For me this is an emotional year. I graduate in December and I’m planning my wedding which will happen in February. It has also been 15 years since I lost my Dad on Wednesday. I have now lived over half my life without him and I still miss him so much. Even though he has not been here to see me grow up I think (and hope) that I have so much of him in me, I have his eyes, his taste in music, his fierce temper and loyalty, his obsession with things being ordered. I don’t think, that for those who lose a parent, we ever truly stop grieving. Certainly there are the days that we are happy and get on with our lives, but there are the days, when life events happen that you grieve for the loss, you simply just miss them. I think as humans we can not fully come to grips with the permanence of death, we can’t fully wrap our heads around it. Sometimes I just want my Dad here so I can ask “What do you think”. Although I have to put a side note here and say that my Mum has done an amazing job as a single parent and I am in awe of what she has achieved, she took us out of a 3rd world country and built an incredible life for us and never complained.

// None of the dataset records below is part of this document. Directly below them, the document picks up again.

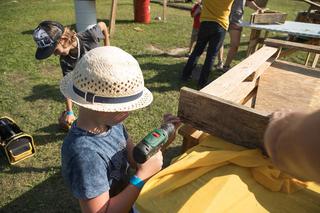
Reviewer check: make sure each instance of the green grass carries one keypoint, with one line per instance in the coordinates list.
(30, 93)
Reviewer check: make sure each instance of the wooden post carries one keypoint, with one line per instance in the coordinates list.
(113, 17)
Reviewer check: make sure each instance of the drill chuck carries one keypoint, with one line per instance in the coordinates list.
(151, 143)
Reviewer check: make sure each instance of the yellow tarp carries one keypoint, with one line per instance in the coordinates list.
(217, 176)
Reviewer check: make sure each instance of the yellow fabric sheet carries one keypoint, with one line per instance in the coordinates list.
(217, 176)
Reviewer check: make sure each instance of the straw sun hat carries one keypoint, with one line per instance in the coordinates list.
(107, 79)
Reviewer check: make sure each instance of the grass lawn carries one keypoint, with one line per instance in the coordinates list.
(30, 92)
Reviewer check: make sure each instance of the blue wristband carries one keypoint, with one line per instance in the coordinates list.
(137, 182)
(69, 113)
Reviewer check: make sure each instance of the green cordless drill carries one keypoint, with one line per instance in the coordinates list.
(151, 143)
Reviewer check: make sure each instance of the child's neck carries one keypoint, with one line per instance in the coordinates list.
(74, 48)
(90, 122)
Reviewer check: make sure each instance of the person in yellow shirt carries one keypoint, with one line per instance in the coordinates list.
(214, 24)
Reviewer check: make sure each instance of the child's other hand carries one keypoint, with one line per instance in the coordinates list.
(150, 167)
(169, 118)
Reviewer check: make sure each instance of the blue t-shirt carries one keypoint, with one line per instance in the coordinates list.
(90, 163)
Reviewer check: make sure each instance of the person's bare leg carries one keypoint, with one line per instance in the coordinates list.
(235, 36)
(220, 58)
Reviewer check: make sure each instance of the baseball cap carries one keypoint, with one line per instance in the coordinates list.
(47, 36)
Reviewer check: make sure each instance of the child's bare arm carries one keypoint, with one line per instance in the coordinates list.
(123, 201)
(105, 32)
(130, 147)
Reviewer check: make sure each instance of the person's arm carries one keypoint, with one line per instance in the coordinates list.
(292, 140)
(254, 6)
(169, 118)
(123, 201)
(105, 32)
(130, 147)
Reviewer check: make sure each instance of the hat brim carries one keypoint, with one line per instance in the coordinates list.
(66, 87)
(43, 53)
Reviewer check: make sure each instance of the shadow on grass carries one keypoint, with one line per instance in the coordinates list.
(45, 91)
(167, 77)
(169, 154)
(49, 196)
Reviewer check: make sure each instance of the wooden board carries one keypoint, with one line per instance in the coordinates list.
(232, 122)
(292, 45)
(268, 17)
(248, 70)
(290, 86)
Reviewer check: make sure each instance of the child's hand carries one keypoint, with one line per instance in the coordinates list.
(169, 118)
(150, 167)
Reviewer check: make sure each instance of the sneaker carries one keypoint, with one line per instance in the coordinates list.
(219, 66)
(185, 79)
(225, 68)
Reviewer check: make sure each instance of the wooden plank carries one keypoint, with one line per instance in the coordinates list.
(113, 17)
(293, 45)
(229, 81)
(291, 86)
(232, 122)
(268, 17)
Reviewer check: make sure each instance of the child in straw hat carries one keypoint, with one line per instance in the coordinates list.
(52, 37)
(106, 84)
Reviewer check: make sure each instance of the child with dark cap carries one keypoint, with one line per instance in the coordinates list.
(52, 37)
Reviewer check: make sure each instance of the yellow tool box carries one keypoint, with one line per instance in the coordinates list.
(16, 144)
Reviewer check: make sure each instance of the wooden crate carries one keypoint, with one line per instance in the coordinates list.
(268, 17)
(261, 81)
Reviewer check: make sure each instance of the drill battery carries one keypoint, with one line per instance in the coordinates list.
(16, 144)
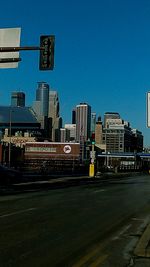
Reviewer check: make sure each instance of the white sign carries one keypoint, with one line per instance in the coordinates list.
(148, 109)
(9, 37)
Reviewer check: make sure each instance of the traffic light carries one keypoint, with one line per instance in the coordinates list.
(93, 138)
(47, 43)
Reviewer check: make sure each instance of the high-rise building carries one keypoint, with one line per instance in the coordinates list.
(42, 96)
(18, 99)
(73, 116)
(53, 114)
(99, 131)
(111, 118)
(93, 122)
(72, 129)
(40, 105)
(83, 122)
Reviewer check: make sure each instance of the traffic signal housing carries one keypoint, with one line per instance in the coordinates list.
(47, 43)
(93, 138)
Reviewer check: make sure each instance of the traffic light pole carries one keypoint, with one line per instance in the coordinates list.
(16, 49)
(46, 48)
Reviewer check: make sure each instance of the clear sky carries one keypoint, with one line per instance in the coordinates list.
(102, 55)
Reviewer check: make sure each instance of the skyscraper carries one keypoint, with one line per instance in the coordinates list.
(42, 96)
(17, 99)
(53, 114)
(41, 104)
(83, 122)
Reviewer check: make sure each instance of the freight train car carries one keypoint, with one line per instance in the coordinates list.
(52, 151)
(51, 156)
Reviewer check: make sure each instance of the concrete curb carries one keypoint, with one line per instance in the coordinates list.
(143, 246)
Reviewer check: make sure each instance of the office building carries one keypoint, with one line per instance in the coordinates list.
(83, 122)
(72, 129)
(73, 116)
(93, 122)
(42, 96)
(18, 99)
(53, 115)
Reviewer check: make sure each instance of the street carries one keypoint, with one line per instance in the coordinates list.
(86, 225)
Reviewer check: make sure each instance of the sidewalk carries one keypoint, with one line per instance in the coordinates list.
(141, 254)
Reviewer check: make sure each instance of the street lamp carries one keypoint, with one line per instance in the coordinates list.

On Wednesday I know I will cry. It is what makes me who I am, I will never stop missing him and I wish that I didn’t get just 10 years with him.

I am lucky though, he was a great man and still today people who were his friends, workmates and even just acquaintances will tell me that. It makes me proud and I love hearing it, it helps me feel that little bit closer to him. I love him with all my heart and I cherish the memories that we have together, like the time he wanted to make me pancakes and burnt them so much they were inedible (the man was an amazing engineer but cooking was not his forte) or the way that his Scottish accent rubbed off on me when I was 2 and when people asked me what I was I would reply “I’m a wee girrrl” in Scottish brogue.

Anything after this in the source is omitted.